Tilbury new gates

How the new gates will look

Construction work has started on a scheme to improve Tilbury’s flood defences with the installation of new dual-function flood lock gates.

The initiative sees the existing port lock gates replaced with pioneering dual-function lock gates, with the Environment Agency’s tidal barrier being removed. The joint project between the Environment Agency and the Port of Tilbury aims to safeguard thousands of homes and businesses in the local area.

Work started in January and is expected to last for 18 months, with the new lock gates planned for installation in late 2021 or early 2022.

Once the work is completed it will ensure a high standard of flood protection for Tilbury and provide a new navigation lock for operations at the busy port, according to the government.

Planning for the project has been underway with the Environment Agency and the Port of Tilbury for several years.

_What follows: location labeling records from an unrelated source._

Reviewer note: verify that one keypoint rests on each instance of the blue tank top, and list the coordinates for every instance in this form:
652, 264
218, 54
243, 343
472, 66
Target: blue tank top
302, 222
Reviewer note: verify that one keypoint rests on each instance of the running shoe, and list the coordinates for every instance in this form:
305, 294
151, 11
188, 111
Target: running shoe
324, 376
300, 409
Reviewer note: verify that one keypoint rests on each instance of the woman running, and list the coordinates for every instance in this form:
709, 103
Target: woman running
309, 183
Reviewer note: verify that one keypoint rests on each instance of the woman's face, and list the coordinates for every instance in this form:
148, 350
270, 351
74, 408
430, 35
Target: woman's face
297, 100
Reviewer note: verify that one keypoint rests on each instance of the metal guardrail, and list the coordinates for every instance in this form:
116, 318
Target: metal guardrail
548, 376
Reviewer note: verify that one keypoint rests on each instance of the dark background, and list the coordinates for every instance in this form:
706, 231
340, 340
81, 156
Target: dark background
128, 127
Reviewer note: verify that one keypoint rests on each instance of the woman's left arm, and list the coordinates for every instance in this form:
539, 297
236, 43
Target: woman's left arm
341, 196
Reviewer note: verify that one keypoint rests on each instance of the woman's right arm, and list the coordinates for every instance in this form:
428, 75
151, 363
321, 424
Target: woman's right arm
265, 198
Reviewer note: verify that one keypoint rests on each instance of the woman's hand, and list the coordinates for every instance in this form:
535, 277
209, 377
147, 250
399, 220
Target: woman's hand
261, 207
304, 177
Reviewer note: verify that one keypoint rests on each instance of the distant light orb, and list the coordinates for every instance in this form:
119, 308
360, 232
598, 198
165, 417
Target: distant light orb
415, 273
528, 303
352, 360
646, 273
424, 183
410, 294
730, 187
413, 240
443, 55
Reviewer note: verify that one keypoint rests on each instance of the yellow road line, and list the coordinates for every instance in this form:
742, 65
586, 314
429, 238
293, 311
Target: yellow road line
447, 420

With total scheme costs of around £34 million, the Port of Tilbury London Ltd (PoTLL) is providing a multi-million-pound contribution to the project and will take responsibility for operation and maintenance of the new dual-function structure. Funding has also been secured from the Anglian (Eastern) Regional Flood and Coastal Committee.

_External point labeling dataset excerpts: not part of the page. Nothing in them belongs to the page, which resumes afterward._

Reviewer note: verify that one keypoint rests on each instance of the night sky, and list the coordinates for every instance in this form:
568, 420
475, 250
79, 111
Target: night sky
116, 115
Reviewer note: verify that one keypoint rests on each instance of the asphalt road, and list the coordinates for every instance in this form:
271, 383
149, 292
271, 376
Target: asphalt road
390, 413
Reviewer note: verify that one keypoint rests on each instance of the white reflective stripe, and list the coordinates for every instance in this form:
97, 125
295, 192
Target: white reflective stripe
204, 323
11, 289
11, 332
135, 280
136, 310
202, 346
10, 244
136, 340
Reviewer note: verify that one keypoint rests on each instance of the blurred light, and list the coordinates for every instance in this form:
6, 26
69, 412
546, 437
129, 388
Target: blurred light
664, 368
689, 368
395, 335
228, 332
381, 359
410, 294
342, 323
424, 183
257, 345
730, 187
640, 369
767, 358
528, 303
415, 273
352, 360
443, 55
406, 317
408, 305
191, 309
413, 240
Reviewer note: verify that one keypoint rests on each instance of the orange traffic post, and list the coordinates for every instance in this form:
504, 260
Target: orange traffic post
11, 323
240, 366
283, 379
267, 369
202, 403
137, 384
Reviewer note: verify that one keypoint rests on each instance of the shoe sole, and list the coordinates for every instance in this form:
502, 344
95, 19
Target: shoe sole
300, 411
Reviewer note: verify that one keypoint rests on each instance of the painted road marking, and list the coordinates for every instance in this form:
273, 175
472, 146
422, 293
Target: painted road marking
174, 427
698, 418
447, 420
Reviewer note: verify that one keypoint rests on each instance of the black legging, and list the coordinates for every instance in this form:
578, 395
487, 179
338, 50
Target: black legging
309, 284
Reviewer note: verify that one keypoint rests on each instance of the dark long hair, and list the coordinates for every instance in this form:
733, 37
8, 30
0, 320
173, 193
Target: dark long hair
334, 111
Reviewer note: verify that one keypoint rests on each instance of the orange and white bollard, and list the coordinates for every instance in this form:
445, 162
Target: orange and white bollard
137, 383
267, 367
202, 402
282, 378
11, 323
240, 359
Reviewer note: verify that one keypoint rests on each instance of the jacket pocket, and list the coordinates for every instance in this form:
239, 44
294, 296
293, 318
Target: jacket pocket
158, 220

The Environment Agency’s Thames Estuary Asset Management 2100 Programme (TEAM2100) will deliver the work in partnership with a number of contractors including Jacobs and Balfour Beatty.

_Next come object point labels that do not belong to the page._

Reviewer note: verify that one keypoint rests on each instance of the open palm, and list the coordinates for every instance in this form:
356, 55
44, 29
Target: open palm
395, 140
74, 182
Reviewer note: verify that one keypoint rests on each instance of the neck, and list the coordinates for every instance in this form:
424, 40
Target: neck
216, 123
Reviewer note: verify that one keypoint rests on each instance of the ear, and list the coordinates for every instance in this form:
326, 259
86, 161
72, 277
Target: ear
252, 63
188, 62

Sir James Bevan, Environment Agency chief executive, said: 'We are investing £5.2 billion in flood defences over the next six years. The Port of Tilbury is vital to our national economy. The new scheme is an important and exciting project that has both a flood protection and navigational purpose, and will help protect jobs and growth.'

Charles Hammond, group chief executive of Forth Ports, owners of the Port of Tilbury, added: 'This is a vital strategic project for not only the port but to safeguard the local community from any flood threat. We have worked with the Environment Agency for a number of years to carefully plan this major project and it is through this successful collaboration that this innovative scheme will become a reality.'

The original port lock gates were installed in 1928 and Tilbury Barrier was constructed in 1980-1981.